Former Huntersville Mayor John Aneralla, who has been skeptical of the Red Line, said he’s not sure the northern towns want the type of density in their downtowns that a train could bring.
What Charlotte says
Charlotte City Council member Ed Driggs, who chairs the city’s transportation committee, said the city needs to study the Red Line further.
But he said the decision to proceed will be made, in large part, by the north Mecklenburg towns. Though the Red Line has been on the planning books for more than two decades, the lack of any progress toward building it — while still paying the half-cent, countywide transit sales tax — has spurred resentment in those towns
“We haven’t had a conversation,” he said. “Charlotte is motivated by the perception that the northern towns wanted the Red Line, and that the fact that we hadn’t been able to realize the Red Line was an obstacle toward our greater mobility goals.”

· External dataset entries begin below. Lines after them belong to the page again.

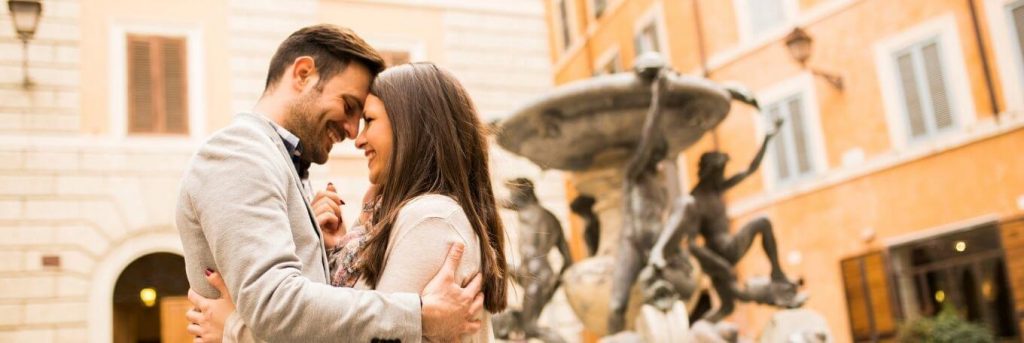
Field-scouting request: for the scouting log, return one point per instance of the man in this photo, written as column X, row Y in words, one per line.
column 244, row 209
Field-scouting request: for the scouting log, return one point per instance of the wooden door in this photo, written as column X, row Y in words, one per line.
column 172, row 319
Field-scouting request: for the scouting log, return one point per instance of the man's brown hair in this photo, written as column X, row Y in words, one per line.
column 332, row 48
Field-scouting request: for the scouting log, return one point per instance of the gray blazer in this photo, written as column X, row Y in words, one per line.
column 242, row 212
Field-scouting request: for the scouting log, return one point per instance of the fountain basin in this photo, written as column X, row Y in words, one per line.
column 596, row 123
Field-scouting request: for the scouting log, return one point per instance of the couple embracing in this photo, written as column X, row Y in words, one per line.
column 268, row 261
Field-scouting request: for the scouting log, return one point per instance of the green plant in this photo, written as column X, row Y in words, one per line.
column 947, row 327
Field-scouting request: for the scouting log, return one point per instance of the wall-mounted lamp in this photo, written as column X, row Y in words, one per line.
column 148, row 296
column 799, row 44
column 25, row 14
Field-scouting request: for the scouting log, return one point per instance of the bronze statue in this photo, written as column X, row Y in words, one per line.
column 704, row 213
column 644, row 200
column 583, row 206
column 540, row 230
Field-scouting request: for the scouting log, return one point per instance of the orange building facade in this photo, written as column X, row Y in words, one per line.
column 896, row 186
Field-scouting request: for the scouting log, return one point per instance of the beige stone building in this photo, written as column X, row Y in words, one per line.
column 124, row 91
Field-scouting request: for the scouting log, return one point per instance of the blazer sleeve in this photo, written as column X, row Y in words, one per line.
column 240, row 198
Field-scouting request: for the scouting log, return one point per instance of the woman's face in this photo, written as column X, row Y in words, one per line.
column 375, row 139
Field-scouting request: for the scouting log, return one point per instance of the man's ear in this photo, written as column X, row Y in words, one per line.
column 303, row 73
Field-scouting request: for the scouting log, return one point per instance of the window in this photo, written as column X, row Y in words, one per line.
column 646, row 39
column 765, row 14
column 791, row 148
column 611, row 65
column 924, row 89
column 158, row 101
column 563, row 16
column 964, row 269
column 868, row 300
column 394, row 57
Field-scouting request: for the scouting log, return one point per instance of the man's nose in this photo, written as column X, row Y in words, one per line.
column 352, row 128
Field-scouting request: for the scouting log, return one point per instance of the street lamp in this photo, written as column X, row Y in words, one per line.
column 799, row 44
column 25, row 14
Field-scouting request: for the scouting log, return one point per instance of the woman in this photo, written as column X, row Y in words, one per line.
column 427, row 156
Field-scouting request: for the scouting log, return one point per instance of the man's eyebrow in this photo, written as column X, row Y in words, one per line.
column 353, row 101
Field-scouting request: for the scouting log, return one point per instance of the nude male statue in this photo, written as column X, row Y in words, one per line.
column 583, row 206
column 540, row 230
column 704, row 213
column 644, row 196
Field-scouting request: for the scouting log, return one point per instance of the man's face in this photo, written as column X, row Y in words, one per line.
column 325, row 115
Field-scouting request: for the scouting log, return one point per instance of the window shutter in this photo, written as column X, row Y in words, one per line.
column 856, row 299
column 141, row 112
column 651, row 34
column 781, row 162
column 599, row 6
column 157, row 85
column 937, row 86
column 800, row 135
column 911, row 98
column 877, row 277
column 174, row 86
column 869, row 303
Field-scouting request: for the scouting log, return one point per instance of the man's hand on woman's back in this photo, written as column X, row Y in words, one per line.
column 449, row 309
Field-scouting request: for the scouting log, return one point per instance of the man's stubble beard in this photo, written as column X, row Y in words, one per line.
column 304, row 122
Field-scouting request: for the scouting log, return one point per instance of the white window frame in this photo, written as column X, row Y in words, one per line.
column 791, row 9
column 1009, row 59
column 564, row 47
column 802, row 85
column 653, row 15
column 958, row 89
column 606, row 57
column 118, row 76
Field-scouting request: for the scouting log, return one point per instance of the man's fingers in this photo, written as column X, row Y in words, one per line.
column 328, row 221
column 471, row 327
column 474, row 286
column 194, row 316
column 195, row 298
column 452, row 262
column 476, row 307
column 195, row 330
column 218, row 283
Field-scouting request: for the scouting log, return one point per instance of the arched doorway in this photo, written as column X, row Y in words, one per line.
column 150, row 300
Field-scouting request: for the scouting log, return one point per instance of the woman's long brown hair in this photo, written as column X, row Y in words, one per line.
column 439, row 146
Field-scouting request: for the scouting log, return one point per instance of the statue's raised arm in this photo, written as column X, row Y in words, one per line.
column 651, row 134
column 735, row 179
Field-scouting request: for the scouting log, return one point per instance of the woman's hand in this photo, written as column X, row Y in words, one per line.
column 368, row 205
column 327, row 208
column 208, row 315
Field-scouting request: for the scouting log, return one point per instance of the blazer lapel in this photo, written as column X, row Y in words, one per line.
column 272, row 133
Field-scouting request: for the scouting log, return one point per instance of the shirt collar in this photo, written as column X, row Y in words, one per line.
column 291, row 140
column 294, row 147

He added: “We would be very reluctant to question the need for the Red Line without some indication from the northern towns that they weren’t sure about it.”
Related Transit Time articles:
“Overcoming the ‘stigma’ of riding the bus” (Aug. 19, 2021)
Mayors of northern towns weigh in on possibility of the Red Line: optimism, but ‘this is not a done deal’
Elected officials in northern Mecklenburg and in Mooresville are expressing cautious optimism about the prospect of building the Red Line, following the disclosure in Transit Time last week that Norfolk Southern is now open to the idea of allowing passenger rail between Charlotte and northern Mecklenburg/southern Iredell.
Some of their comments, from an article in the Lake Norman Citizen:
Cornelius Mayor Woody Washam: “I feel better than I’ve ever felt, at least in the 10 years I’ve been an elected office, in terms of this happening in my lifetime. But there’s nothing there yet, not nearly enough, for me to ask my board or town residents to support a transit tax increase to pay for it. I will need concrete evidence — something in writing beyond this letter — to shift my perspective.”
Davidson Mayor Rusty Knox: “I’m a cup-half-full person, and if there’s something I can do to make this more of a potential reality I’ll do it, but we’ve been through this before. … Are we farther along than we’ve ever been? Yes, I don’t have any problem telling anyone that, but this is not a done deal, not close to a done deal. And I’m certainly not at the point where I’m going to push the North Carolina legislature or anyone else for a one-cent transit tax. It’s a positive sign, but not an absolute. This is just a first step, a significant one, but a long way to go.”
Mooresville Mayor Miles Atkins: “It’s significant — a positive sign they are saying they are least willing to have the conversations. But there is so much more to consider. It is a positive step, but we have to see what happens next.”